When a gate valve is open, there is no obstruction in the flow path leading to little or no friction loss. Gate valves are used when a straight-line flow of fluid and minimum restriction is desired.
These are often controlled by a hand-wheel, air-powered diaphragm, electric motor, or a piston mechanism.
Globe valves are used for controlling flow in a pipeline, rather than having the “all or nothing” function of a gate valve. Globe valves regulate by the position of a movable disk (or plug) in reference to the stationary ring seat.
A globe valve may have ports that run straight across or may be pointed at an angle. This type of angled supply valve is usually used for corrosive or thick, viscous fluids that tend to solidify. Having outlets on an angled supply valve that points downward helps the fluid to drain off to prevent impeding and corrosion.
The needle valve is essentially a variation of the globe valve used for very fine control of flow.
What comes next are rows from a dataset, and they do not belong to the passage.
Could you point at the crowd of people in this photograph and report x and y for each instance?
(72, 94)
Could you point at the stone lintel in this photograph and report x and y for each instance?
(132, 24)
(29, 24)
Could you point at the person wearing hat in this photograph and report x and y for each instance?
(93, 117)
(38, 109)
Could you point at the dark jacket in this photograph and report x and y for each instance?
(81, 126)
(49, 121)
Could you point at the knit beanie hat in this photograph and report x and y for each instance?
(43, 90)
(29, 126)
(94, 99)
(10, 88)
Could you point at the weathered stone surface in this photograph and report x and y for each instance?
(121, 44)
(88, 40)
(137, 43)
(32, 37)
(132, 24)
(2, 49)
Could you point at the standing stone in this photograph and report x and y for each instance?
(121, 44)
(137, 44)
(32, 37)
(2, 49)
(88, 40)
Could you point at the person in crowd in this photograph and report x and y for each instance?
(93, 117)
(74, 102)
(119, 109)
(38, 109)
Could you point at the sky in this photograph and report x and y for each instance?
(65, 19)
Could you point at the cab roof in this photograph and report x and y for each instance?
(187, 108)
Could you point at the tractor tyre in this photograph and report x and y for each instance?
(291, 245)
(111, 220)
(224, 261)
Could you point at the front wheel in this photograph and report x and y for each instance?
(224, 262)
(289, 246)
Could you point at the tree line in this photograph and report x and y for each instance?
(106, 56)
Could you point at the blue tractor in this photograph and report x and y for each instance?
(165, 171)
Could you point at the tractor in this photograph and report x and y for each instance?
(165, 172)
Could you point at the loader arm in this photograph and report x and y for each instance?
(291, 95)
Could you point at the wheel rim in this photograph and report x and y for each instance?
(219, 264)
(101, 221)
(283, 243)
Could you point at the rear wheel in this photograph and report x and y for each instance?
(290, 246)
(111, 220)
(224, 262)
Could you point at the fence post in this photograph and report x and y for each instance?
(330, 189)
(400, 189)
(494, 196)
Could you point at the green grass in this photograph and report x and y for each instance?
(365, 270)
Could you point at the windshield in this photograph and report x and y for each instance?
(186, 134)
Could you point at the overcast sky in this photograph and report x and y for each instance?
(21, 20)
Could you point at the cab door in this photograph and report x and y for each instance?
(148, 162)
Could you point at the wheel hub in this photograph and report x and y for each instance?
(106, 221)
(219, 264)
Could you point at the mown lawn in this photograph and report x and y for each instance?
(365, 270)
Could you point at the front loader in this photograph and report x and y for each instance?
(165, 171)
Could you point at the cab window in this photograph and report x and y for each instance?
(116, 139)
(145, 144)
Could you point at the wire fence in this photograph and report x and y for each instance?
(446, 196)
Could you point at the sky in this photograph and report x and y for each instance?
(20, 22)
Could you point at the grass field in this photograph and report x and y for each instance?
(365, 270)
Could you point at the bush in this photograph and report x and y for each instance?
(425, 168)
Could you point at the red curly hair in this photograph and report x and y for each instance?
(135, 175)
Needle valves contain a slender, tapered plug, as opposed to the globe valve’s larger and less accurate disk.
The butterfly valves is also designed to regulate flow, however with limited control capability. this is a less complicated industrial valve and fitting that is simply operated by rotating a handle 90 degrees. The butterfly valve has not typically been thought to offer a positive shut-off, however, modern technology has expedited the assembly of a bubble-tight shut-off.
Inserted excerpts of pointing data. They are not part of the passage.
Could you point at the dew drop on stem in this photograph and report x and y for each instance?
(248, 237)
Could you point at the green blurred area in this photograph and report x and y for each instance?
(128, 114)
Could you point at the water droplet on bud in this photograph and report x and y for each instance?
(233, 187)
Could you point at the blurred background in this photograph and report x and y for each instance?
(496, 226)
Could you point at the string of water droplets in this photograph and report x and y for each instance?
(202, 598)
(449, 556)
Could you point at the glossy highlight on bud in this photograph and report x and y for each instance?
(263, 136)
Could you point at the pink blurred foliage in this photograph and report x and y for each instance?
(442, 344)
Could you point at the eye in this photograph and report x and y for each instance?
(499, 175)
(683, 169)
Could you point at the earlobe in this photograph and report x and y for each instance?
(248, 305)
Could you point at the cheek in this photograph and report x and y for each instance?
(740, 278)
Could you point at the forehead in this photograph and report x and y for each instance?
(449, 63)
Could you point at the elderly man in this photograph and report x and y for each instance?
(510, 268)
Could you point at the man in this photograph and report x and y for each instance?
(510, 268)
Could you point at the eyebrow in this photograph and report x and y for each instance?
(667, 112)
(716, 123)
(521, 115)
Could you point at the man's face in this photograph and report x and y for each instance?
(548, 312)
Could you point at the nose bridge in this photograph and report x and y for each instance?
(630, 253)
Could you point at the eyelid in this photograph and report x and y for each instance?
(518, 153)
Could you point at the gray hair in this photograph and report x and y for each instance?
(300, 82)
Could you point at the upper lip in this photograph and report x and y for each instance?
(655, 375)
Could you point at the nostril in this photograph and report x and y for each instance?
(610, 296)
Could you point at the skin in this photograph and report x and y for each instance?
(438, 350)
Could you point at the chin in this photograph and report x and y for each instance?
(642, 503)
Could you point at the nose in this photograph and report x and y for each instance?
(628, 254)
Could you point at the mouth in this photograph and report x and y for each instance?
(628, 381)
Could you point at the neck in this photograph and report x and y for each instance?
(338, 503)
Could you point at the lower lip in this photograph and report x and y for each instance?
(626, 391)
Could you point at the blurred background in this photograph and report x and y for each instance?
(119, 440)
Check valves, also referred to as NRVs (non-return valves), allow fluid to flow in one direction only. Their purpose is to stop backflow. There are many varieties of “stoppers” that stop backflow in check valves. Ball check valves and piston check valves operate by requiring a minimum quantity of inbound flow pressure; backflow isn’t forceful enough to carry the ball or piston back up to travel the opposite direction. Flow in a swing check valve pushes through a hinged flap that solely opens in one direction, assuring the fluid cannot travel backward.
The relief valve, also referred to as the safety valve, is an industrial valve and fitting installed to set a limit on the amount of pressure in a system. This type of angled supply valve is strictly for preventing over-pressure that could cause damage to the system.
Ball valves offer very good shut-off capabilities. A simple quarter-turn 90 degrees completely opens or closes the valve. This characteristic minimizes valve operation time and decreases the likelihood of leakage due to wear from the gland seal.
Industrial Ball valves can be divided into two categories: reduced port ball valve and full port ball valve. In reduced port ball valve, the valve opening is smaller than the diameter of the piping; in full port ball valve, the valve opening is the same size as the diameter of the piping. Full port ball valves are often valued because they minimize the pressure drop across the valve.